Friday, March 11, 2005
Those Republicans and "Values."
 
Citizens for Responsibility and Ethics in Washington (CREW) has areport out highlighting the extent to which some of the most vocal Congressional opponents of pornography accept contributions from corporations profiting from selling pornography. Some key players of the report include:
Rep. Tom DeLay (R-TX) accepted $24,000 from corporations and executives who profit from pornography. In 1999, the National Republican Congressional Committee sent a letter signed by Rep. DeLay, in which he pointed to “pornographer Larry Flynt” as a “pro-Clinton tool” and said he was “fighting back against this porn-and-smut peddler.” Further, the Majority Leader of the House has called pornography “a destructive force in society.”

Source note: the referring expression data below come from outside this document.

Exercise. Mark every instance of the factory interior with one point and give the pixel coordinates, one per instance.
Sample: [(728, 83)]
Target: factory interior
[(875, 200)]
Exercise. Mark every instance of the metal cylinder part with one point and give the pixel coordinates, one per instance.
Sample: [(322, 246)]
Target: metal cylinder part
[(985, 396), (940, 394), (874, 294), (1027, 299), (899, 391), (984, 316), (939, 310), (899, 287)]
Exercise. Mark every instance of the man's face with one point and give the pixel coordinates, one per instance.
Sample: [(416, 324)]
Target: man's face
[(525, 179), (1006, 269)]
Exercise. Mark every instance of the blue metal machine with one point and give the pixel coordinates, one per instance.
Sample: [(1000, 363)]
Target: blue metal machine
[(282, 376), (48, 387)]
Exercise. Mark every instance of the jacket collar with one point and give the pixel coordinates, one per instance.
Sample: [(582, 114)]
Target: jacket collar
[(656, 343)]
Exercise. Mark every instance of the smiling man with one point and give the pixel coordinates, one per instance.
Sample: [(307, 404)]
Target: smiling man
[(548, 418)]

Sen. Sam Brownback (R-KS) accepted $17,000 in contributions from corporations and executives who profit from pornography. As chair of the Senate Commerce Committee’s Science, Technology and Space Subcommittee, Sen. Brownback held a hearing on pornography addiction in November, 2004. After hearing testimony from experts about how porn affects the brain, Sen. Brownback said, “[i]t is the crack cocaine of sexual addiction” and “its pervasiveness affects our families.” In early 2005, Sen. Brownback praised U.S. Attorney General Alberto Gonzales when he announced he would appeal the dismissal of federal criminal indictments against a California pornography producer, stating “[t]he Justice Department’s decision indicates a renewed effort to go against purveyors of pornography, whose products are so damaging to our culture, our families, and our nation.”
Now it would seem if you speak out so vocally against pornography you'd be a bit more careful about accepting money from corporations who profit from producing and selling it. So much for being the party of "values."